The truth is, the journalist no longer has a monopoly on being informed and, in turn, informing eager audiences. As internet penetration rises, the power to be first with the news and to influence public opinion has been disaggregated like never before. It is no surprise that the government is stepping up its surveillance and intimidation of social media providers and web platforms. India slipped nine places to 140 out of 179 countries on the Reporters Without Frontiers World Press Freedom Index for 2013. Google’s Transparency Report says India made 2,691 user data requests relating to 4,161 users or accounts between January and June 2013. It also said content removal requests from India rose 90 per cent in July-December 2012 from the previous six months.

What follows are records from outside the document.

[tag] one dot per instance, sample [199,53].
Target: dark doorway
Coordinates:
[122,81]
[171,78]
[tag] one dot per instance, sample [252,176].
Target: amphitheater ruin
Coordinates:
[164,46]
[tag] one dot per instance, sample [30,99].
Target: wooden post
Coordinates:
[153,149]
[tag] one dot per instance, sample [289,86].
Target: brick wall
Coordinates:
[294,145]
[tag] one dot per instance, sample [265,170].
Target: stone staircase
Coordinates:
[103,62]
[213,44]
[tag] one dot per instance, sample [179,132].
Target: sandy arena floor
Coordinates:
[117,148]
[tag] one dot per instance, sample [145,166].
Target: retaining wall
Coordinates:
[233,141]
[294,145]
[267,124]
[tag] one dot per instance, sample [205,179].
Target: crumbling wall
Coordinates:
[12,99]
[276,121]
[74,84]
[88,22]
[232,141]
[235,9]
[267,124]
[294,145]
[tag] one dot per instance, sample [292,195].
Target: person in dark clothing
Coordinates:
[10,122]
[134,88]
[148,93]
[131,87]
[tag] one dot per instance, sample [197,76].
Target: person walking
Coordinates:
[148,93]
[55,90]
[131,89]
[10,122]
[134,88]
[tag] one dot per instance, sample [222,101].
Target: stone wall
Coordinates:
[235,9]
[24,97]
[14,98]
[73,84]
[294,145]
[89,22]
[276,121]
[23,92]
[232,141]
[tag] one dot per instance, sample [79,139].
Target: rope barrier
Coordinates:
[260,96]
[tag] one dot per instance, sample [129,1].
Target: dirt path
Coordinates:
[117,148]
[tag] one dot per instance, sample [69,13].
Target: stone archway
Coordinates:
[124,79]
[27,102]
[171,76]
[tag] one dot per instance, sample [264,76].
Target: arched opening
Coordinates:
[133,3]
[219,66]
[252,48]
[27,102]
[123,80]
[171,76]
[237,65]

Media turbulence, government responses and the arithmetic of content creation and dissemination are only going to become more fraught as the 2014 general election nears. A delegation of Mumbai journalists visiting Pakistan recently came back with the feeling that Indian media is more jingoistic, less balanced and prone to squawk like parrots when authorities press the right buttons. There are honourable exceptions such as the investigative and long-form journalism in The Caravan, which stands as a credible counterpoint to the slippery and ethically troubling entrapment journalism pioneered by Tehelka and now institutionalised by the likes of Cobrapost. It is possible—and it was ever thus—for good, solid shoe-leather investigation to be carried out away from the cash-and-camera sting.
A very young India expects its news to be served in small, digestible bits. The 2014 elections will play to the most wired electorate so far; the voter really does not need Old Media to tell her which way to turn—witness the exit polls that nearly all got the Delhi results wrong. Take a good look at the Congress, BJP and Aam Aadmi Party websites. The first two, festooned with pictures of their leaders, reek of old politics. AAP looks like it better understands the voter-as-digital-native. In this new world, Indian media needs to think hard about surviving and staying relevant. As H.L. Mencken wrote, “Democracy is a pathetic belief in the collective wisdom of individual ignorance.” Indian democracy deserves better.
(Chaitanya Kalbag will shortly complete 40 years in journalism. He was Asia editor at Reuters, editor-in-chief of the Hindustan Times and editor of Business Today.)